Richard Croker, an Irish-American politician known for his mafia ties, organised the bout with Roche in Dublin with a lucrative purse of £2 500 on offer. As it turned out, it was pretty easy money for Burns.
Unheralded Sri Lanka are crowned winners of the ICC World Cup for the first time, beating Australia by seven wickets in Lahore’s brand-new Gaddafi Stadium. Aravinda de Silva, one of the islanders’ greatest players ever, illustrated his pedigree vividly, scoring a magnificent, unbeaten 107.
He also took 3/42 with his occasional off-spinners and shared the clinching partnership with his burly skipper Arjuna Ranatunga, who later became a politician and is currently Sri Lanka’s minister of transport and civil aviation. Sri Lanka surprised the world with their unorthodox approach, making a point of scoring as many runs as possible in the first 15 overs, when fielding restrictions applied.
Conventional wisdom at the time said teams should first consolidate and then explode at the end of an innings. In many ways, Sri Lanka were pioneers.

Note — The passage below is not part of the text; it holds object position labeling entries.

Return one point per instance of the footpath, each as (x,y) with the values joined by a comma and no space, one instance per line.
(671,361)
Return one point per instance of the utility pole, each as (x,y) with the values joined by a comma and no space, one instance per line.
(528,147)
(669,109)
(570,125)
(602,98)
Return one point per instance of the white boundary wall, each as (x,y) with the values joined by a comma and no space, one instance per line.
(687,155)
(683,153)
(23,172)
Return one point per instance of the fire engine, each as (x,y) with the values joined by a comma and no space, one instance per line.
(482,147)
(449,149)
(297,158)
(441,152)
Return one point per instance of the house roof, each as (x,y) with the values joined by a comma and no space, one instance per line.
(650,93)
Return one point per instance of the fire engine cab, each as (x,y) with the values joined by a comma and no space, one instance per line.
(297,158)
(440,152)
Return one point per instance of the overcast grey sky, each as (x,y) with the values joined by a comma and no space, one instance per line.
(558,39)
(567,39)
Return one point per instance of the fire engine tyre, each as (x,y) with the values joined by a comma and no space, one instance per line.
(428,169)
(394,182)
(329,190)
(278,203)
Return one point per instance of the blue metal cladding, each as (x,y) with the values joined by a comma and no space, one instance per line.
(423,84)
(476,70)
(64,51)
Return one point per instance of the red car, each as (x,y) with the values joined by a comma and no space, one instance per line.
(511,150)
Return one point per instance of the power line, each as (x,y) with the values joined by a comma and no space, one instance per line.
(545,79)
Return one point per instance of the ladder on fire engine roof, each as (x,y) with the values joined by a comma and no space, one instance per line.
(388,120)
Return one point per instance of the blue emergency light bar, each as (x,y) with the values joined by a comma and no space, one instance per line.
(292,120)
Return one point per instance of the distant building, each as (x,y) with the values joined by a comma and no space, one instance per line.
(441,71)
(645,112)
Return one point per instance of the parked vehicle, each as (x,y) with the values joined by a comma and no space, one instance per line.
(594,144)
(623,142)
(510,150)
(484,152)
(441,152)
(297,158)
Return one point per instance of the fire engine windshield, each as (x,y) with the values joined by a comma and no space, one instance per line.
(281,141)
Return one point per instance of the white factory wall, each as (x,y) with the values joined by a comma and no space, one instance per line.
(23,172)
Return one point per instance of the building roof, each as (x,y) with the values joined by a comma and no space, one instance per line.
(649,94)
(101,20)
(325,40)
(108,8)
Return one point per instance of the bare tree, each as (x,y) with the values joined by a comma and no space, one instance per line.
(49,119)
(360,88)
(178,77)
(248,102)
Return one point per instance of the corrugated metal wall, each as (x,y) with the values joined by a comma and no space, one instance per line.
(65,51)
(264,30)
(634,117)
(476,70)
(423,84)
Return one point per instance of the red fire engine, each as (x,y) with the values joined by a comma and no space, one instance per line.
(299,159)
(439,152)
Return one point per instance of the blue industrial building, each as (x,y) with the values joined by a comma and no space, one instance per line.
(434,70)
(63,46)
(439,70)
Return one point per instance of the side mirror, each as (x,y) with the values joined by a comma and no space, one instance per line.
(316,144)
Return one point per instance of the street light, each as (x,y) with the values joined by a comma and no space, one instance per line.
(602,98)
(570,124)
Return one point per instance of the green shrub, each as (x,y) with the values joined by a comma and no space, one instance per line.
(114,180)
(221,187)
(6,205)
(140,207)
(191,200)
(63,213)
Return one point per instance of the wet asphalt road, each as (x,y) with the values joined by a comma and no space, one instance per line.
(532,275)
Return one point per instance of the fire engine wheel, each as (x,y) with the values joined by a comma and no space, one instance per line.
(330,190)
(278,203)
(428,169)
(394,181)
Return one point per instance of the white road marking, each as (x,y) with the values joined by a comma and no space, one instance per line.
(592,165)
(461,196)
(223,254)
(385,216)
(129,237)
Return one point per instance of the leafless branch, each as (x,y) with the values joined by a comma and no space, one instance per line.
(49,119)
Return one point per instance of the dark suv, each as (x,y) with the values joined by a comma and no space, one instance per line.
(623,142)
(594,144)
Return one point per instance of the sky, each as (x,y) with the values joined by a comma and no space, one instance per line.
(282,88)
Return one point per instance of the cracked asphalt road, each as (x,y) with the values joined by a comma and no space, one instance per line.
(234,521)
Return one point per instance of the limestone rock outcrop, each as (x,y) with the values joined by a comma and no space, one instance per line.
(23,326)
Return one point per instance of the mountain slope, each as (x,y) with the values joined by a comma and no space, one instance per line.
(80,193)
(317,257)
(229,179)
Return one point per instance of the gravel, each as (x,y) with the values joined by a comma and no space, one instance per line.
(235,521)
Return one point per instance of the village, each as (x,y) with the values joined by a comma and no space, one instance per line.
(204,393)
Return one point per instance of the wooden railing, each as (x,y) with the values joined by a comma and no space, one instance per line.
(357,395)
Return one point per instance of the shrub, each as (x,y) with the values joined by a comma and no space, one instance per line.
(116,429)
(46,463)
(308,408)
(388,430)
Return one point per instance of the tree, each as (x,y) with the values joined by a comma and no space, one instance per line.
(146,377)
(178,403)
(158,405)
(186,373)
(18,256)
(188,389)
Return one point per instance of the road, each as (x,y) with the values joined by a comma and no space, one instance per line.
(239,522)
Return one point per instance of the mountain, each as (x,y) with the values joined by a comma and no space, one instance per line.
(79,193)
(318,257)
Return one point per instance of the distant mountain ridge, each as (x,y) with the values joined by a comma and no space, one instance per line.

30 years earlier, Tiger Lance clinched South Africa’s first Test series win over Australia at St George’s Park with a six. The irony wasn’t lost on some discerning fans when visiting wicketkeeper Ian Healy hooked Proteas skipper Hansie Cronje for six to clinch a two-wicket win in the second Test of a three-match series … at the same ground.
Healy’s blow meant the Proteas, who were only re-admitted to international cricket just over five years earlier, lost their first Test series on home soil since 1965. While the legendary gloveman was hailed, it was Mark Waugh who was the hero, with a superb 116 in a tricky chase of 270.
Millions of football fans look on in horror as Fabrice Muamba collapsed in heap during Bolton’s FA Cup tie with Tottenham. After an agonising period of treatment on the pitch at White Hart Lane, a consulting cardiologist – who was at the game as a spectator – advised that the Congolese-born midfielder needed specialist treatment immediately.
Muamba was rushed to hospital and received constant defibrillation on the way. There was much shock when it was later revealed that he was in cardiac arrest for 78 minutes! But he recovered fully and announced a premature retirement about five months later.
Rory McIlroy wins a cool $2.25 million after defeating Jim Furyk by one stroke in the Players Championship. That represented the biggest singe event prize money in golf at the time. Yet here’s the freaky thing: that figure was eclipsed THREE times in the preceding months.
South Africa’s very own Nedbank Golf Challenge briefly held the record when Tommy Fleetwood scooped up $2.5 million for taming the Gary Player Country Club course, before Spain’s Jon Rahm bagged a massive $3 million at the season-ending DP World Tour Championship in Dubai.